Market reactions and next steps
Paramount's expanded offering has been met with immediate enthusiasm in the markets. Following the announcement, Warner Bros. Discovery shares rose by around 2%., while Paramount's titles progressed around a 1,5%It is noteworthy that the actions of Netflix They also experienced upticks in the environment of 2,5% to 3%This reflects that some investors interpret that, even if the purchase does not go through, the platform is strengthened by the perception that its assets are highly sought after.
Despite mounting pressure, the Warner Bros. Discovery board continues to officially support the agreement with Netflixwhich will be put to a shareholder vote, presumably before April. Some market sources suggest that the extraordinary general meeting could be held around March, leaving Paramount with a margin of maneuver of a few weeks to further improve their takeover bid or convince large institutional funds.

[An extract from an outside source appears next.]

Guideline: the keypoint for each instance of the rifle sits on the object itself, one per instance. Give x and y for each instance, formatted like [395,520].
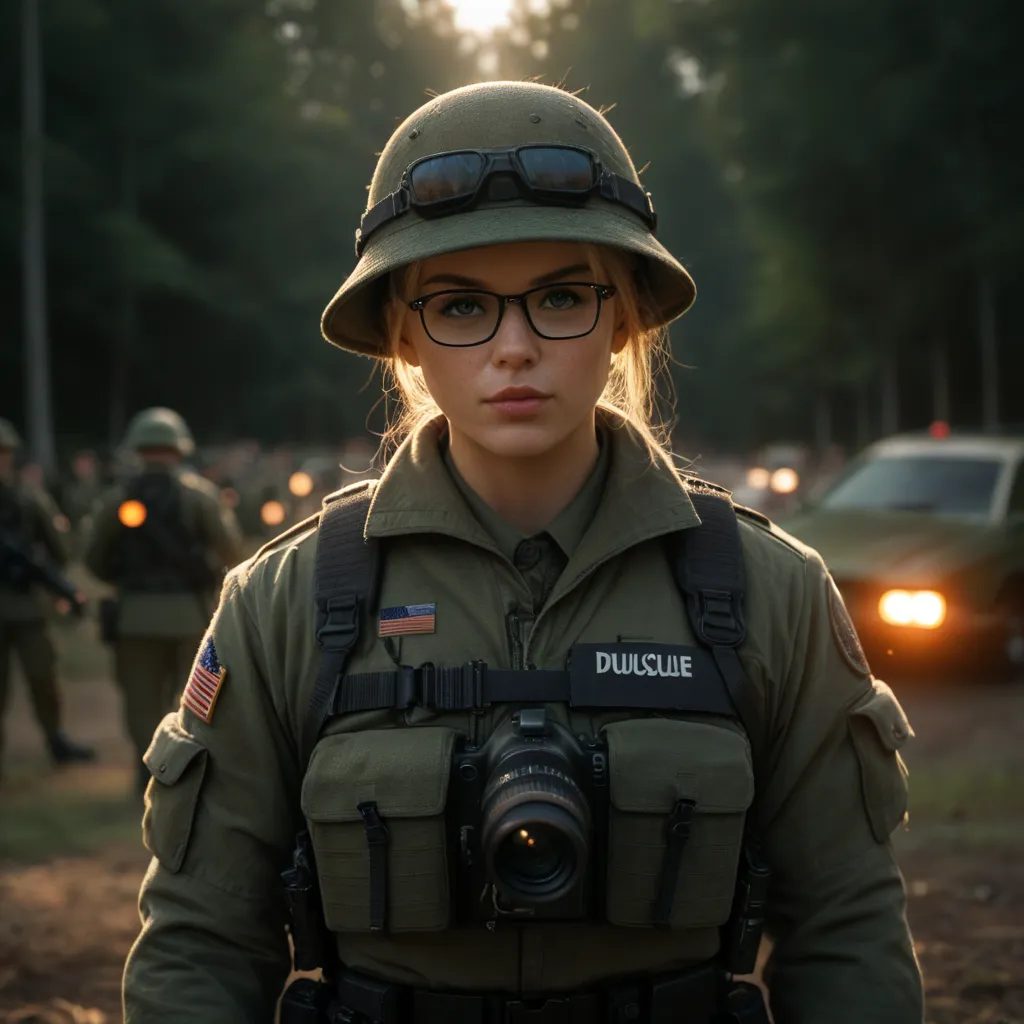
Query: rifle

For now, support for Ellison's bid is still moderate: some reports indicate that barely a 7% of the capital He would have expressed his explicit support. Paramount's strategy involves pressuring the WBD council to withdraw its recommendation in favor of the Netflix deal and declare itself "neutral" before the vote, so that shareholders can evaluate both options without an official position tipping the scales.
Meanwhile, both operations—Paramount's hostile takeover bid and the agreed merger with Netflix—remain under scrutiny. competition regulators in the United States and other jurisdictions. The progress of these cases will be key for both major US shareholders and European funds with significant holdings in WBD, who will be closely watching for any indication that one of the options is more likely to be approved.
For European markets, and in particular for Spain, where HBO and Warner channels have gained ground in recent years, the outcome of this struggle will define the map of alliances and content of the next decade. The combination of Paramount and Warner would create a "super studio" with a strengthened presence in film, television, and streamingwhile the Netflix option would further consolidate the weight of digital platforms in the audiovisual ecosystem.
With the introduction of late fees, the assumption of multimillion-dollar penalties, and the closure of a complex financing arrangement With the backing of banks and key partners, Paramount Skydance has transformed its offer into a full-blown challenge to Warner's deal with Netflix. The final decision will rest with WBD shareholders and regulators on both sides of the Atlantic, who will decide whether the future of Hollywood studios and brands like HBO is shaped by a media giant. streaming or under the umbrella of a traditional group strengthened to compete on the new global playing field.